9. Le 19 septembre 2004, la cour d'appel de Patras, composée différemment, déclara fondée l'exception des défendeurs tirée de l'absence de leur qualité d'ester passivement en justice. En effet, se référant à des dépositions de témoins et à d'autres documents du dossier, la cour d'appel considéra comme établi que le requérant avait accompli des actes en qualité de mandataire de l'association et non pas comme représentant des quatre personnes physiques visées dans son action ; ces dernières agissaient en tant que représentants légaux de l'association et n'étaient donc pas personnellement responsables pour régler les honoraires dus par celle-ci. La cour d'appel considéra que les allégations contraires, soulevées par le requérant dans son appel, était infondées et devaient être rejetées, sans autre précision. Dès lors, tout en notant que la motivation du tribunal de première instance était « quelque peu différente et insuffisante », elle confirma la décision attaquée, rejeta l'appel et condamna le requérant aux dépens (décision no 893/2004).
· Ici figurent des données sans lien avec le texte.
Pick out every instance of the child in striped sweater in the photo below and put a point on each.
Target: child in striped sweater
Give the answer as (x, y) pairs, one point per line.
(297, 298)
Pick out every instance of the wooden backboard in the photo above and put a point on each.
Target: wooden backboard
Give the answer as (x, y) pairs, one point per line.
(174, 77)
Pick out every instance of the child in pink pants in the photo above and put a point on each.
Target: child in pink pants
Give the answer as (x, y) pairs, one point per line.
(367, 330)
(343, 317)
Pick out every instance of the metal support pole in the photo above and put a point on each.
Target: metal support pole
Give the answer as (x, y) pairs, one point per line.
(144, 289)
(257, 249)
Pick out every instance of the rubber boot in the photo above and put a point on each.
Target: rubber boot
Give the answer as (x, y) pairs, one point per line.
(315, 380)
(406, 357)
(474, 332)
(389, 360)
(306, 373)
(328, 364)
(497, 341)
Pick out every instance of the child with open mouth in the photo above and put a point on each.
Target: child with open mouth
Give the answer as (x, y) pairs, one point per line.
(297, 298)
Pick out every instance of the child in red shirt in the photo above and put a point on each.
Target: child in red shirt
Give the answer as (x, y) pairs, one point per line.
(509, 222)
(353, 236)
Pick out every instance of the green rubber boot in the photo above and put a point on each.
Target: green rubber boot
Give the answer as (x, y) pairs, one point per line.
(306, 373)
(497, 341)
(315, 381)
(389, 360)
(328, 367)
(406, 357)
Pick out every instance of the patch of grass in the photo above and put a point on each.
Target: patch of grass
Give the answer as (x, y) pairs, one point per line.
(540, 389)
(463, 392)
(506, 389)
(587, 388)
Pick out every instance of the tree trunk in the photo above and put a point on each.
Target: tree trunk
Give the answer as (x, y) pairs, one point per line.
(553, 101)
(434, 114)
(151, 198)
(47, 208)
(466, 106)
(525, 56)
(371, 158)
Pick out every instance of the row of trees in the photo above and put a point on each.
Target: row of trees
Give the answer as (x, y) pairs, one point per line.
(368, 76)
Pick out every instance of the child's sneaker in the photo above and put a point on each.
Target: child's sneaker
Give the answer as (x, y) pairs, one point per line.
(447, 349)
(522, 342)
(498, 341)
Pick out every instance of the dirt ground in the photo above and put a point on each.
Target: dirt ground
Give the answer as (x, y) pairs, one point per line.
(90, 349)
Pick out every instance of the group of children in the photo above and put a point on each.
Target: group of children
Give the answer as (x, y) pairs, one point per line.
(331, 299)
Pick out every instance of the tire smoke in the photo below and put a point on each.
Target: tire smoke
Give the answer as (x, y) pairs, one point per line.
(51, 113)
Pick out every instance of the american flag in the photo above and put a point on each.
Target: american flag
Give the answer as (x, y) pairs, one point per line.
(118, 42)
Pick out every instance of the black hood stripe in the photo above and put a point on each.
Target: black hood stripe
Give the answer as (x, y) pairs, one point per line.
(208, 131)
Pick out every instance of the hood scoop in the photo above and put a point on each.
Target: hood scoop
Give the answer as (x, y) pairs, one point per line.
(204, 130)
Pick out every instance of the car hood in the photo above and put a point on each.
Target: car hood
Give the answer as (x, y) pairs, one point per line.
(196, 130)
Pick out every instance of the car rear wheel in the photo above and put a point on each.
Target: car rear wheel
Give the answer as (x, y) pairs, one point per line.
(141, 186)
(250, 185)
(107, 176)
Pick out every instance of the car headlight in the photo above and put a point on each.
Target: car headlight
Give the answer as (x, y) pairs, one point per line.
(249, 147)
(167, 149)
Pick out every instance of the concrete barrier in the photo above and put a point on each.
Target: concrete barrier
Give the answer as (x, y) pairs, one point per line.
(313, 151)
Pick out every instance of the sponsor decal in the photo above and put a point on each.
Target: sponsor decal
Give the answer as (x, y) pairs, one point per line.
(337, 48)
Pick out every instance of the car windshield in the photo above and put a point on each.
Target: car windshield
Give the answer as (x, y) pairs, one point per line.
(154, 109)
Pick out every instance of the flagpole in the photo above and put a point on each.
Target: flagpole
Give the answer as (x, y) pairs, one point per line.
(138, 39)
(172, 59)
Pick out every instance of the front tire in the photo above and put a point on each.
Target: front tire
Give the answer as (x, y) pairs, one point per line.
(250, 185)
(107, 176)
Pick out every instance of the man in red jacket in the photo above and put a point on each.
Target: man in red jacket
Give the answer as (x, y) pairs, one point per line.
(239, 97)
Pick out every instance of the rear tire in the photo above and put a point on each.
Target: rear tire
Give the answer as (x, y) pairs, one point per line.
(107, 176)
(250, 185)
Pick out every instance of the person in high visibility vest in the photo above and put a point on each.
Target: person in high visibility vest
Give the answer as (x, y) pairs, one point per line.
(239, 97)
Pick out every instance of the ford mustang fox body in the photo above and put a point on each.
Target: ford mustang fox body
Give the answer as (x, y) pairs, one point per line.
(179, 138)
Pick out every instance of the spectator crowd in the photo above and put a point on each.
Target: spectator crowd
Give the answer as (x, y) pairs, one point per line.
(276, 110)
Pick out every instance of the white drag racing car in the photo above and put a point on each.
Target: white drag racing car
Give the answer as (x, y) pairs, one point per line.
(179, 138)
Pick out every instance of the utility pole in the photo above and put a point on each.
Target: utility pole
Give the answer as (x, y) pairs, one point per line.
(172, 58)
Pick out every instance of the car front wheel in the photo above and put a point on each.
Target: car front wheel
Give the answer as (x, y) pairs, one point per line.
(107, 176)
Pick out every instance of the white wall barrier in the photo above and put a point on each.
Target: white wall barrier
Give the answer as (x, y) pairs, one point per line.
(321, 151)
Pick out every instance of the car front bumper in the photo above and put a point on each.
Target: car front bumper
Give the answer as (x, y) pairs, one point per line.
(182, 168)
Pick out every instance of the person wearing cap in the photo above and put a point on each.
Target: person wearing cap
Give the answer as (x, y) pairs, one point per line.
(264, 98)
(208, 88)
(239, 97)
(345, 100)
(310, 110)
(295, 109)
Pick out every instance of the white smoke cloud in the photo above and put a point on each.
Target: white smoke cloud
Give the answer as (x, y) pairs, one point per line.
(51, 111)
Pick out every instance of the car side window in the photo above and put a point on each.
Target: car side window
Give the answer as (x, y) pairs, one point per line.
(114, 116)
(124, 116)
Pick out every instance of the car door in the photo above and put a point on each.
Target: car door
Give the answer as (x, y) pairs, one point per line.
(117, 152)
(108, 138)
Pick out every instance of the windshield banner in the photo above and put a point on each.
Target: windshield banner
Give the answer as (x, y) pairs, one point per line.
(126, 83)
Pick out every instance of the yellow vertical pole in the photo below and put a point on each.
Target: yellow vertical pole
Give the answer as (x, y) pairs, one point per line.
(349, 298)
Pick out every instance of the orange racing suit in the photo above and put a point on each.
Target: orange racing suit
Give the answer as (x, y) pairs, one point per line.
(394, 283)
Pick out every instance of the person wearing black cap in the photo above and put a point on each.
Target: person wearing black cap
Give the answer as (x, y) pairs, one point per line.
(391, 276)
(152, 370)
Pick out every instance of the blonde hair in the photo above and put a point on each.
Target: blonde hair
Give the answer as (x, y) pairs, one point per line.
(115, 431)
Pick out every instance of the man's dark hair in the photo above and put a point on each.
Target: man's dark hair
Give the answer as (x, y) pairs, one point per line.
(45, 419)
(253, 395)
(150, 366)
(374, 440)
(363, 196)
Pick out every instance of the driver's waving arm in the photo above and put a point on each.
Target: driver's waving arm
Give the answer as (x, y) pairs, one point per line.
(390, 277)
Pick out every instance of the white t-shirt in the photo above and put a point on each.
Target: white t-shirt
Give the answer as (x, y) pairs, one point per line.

10. Le 19 avril 2005, le requérant se pourvut en cassation. Dans son pourvoi de 111 pages, il présenta d'abord un résumé du litige et l'évolution de la procédure devant les juridictions de fond, puis un tableau avec un résumé de ses moyens en cassation, avec référence aux articles du droit interne invoqués à leur appui, ainsi qu'aux paragraphes de son mémoire où chaque moyen était exposé. Le requérant développa ensuite ses neuf moyens de cassation. Dans son premier moyen, exposé sur 41 pages, il commença par citer un extrait de l'arrêt attaqué, en mentionnant la page, le paragraphe et l'alinéa pertinents, puis il présenta ses propres arguments pour réfuter les thèses de la cour d'appel. Il invoqua aussi en détail plusieurs preuves, en se plaignant que la cour d'appel les avait ignorées. Dans ses deuxième à huitième moyens, exposés sur 60 pages, le requérant se plaignait que la cour d'appel l'avait à tort débouté et qu'elle avait omis de se prononcer sur certaines de ses demandes, qu'il détaillait sur plusieurs pages. Il se plaignait en outre que la cour d'appel aurait dû déclarer irrecevable l'exception des défendeurs tirée de l'absence de leur qualité d'ester passivement en justice, puisque cette exception était vague et avait été déposée tardivement ; le requérant précisait à cet égard qu'il avait soulevé ce grief dans son appel, mais que la cour d'appel l'avait « ignoré ». Il soutenait que cette juridiction avait mal interprété et appliqué le droit interne pertinent, en se fondant sur une mauvaise appréciation des dépositions des témoins et de plusieurs documents du dossier, preuves que le requérant analysait une par une. Dans son neuvième moyen, le requérant contestait enfin la composition de la cour d'appel, en soutenant que, conformément au code de procédure civile, la cour d'appel aurait dû avoir la même composition que celle qui avait ordonné la répétition de l'audience. Le texte de l'arrêt attaqué, ainsi que celui de la décision avant dire droit de la cour d'appel, étaient joints au pourvoi.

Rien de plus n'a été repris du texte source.